MI INFANCIA.

Tengo algunos confusos recuerdos de mis primeros años de colegio y otros claros como si acabara de vivirlos.

Aquella época estuvo marcada por la presencia continua de las monjas en mi vida, algo que se ha repetido como una constante hasta la actualidad.

Recuerdo mi baby negro que no me gustaba nada y después el de cuadros azules y blancos que ya estaba un poco mejor y que me gustaba llevar impecablemente planchado; recuerdo las clases tan numerosas de entonces y el miedo a que algunas niñas que eran mayores que yo, pero que estaban en mi clase, me pegaran sin motivo. Una vez cuando yo tenía siete años salieron detrás de mí al terminar el colegio, diez o doce niñas a las que, cuando miraba para atrás mientras corría como una loca, las veía cual jauría humana que me despedazaría si me alcanzaba. Todo porque yo vivía en un barrio diferente y socialmente mejor visto. No me alcanzaron porque correr rápido era una de mis cualidades que por supuesto ya ha quedado atrás como tantas cosas que se dejan en el camino.

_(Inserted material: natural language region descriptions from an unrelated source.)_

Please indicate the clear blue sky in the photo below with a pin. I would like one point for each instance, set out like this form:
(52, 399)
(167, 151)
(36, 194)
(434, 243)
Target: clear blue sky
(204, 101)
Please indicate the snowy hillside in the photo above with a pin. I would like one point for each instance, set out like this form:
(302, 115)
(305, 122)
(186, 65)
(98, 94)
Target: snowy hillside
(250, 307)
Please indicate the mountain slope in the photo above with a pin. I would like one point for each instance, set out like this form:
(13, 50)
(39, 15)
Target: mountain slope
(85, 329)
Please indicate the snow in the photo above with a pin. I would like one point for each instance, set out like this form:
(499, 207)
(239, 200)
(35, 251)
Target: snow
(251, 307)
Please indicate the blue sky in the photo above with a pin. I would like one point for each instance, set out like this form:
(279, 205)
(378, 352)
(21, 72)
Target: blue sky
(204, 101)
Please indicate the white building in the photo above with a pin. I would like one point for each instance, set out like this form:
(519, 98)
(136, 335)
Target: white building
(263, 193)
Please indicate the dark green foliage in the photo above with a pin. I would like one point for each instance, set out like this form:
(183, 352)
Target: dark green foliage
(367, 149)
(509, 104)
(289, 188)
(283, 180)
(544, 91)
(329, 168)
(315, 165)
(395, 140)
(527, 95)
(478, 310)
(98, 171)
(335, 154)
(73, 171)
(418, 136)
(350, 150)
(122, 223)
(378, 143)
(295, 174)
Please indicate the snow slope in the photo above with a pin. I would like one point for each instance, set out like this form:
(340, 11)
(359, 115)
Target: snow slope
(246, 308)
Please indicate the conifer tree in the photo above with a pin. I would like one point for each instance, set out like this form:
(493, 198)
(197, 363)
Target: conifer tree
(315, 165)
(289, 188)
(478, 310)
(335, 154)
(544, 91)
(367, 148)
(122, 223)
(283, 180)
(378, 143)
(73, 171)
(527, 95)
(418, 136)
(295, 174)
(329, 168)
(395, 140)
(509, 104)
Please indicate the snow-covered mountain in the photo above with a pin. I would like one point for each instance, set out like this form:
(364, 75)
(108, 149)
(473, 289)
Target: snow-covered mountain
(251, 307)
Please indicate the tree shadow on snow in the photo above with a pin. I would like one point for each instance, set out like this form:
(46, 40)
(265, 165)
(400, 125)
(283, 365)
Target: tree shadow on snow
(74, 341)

Si llegan a cogerme, probablemente, casi con toda seguridad, no estaría aquí escribiendo esta carta. Ese episodio me marcó durante mucho tiempo.

También recuerdo el complejo que yo tenía – antes no se llamaba así- por mis orejas de soplillo y el daño que me hacían mis compañeras cuando entre bromas y risas me llamaban “Dumbo”.

Por supuesto también tengo recuerdos agradables: nunca olvidaré a mi primera maestra: Sor Remedios; una monja alta y muy cariñosas que a mí me parecía guapísima, dato que después he podido comprobar que nunca se correspondió con la realidad pero que me ha hecho comprender también que la belleza que emana del interior puede hacerte percibir así las cosas. Era mucho tanto el cariño que repartía y la dulzura que desprendía que hubiera sido imposible ver las cosas de otra manera.

Un hecho que me marcó positivamente fue una vez que, delante de todas las niñas de mi clase, me escogió esa misma maestra a mí y a unas cuantas niñas más para recortar las piezas de un Belén de papel asegurando que éramos las cinco que mejor pulso teníamos. Nunca me había sentido tan importante ni tan orgullosa de mí misma. ¡Fue el mejor trabajo recortable de mi vida!

Por supuesto, recuerdo también a mi amiga del alma, Carmen Mari, con la que sigo compartiendo esa maravillosa amistad que comenzó cuando teníamos tres o cuatro años y cuando todo nuestro mundo se reducía a jugar con muñecas a veces y a intentar , a duras penas, mucho más ella que yo, comprender el comportamiento de los adultos.

Recuerdo también como algo que no me gustaba nada la expresión “cantar o jugar de bulto”, que quería decir que sólo estabas allí para aumentar el número de miembros del coro de la iglesia o del equipo de juego pero que tu papel no era ni mucho menos decisivo en ningún sitio.

He tardado mucho – unos cuarenta años- en subir mi autoestima hasta una altura razonablemente moderada, algo que ahora me hace inmensamente feliz.

Por supuesto, a ese aumento de mi autoestima han contribuido y siguen contribuyendo muchas personas – o al menos algunas- que me quieren y que están descubriendo todo lo bueno que hay en mí aunque por supuesto también descubren lo “no tan bueno” pero aún así, me quieren como soy.

A todas ellas tengo que darles las gracias. Gracias también a las maestras que integran este grupo de trabajo y por supuesto a la asesora y amiga Mª Paz Martos que me han ofrecido la posibilidad de incorporarme a este grupo de trabajo y con quienes estoy segura que viviré experiencias inolvidables.

 

 

María A. Domínguez Márquez - Maestra de Primaria.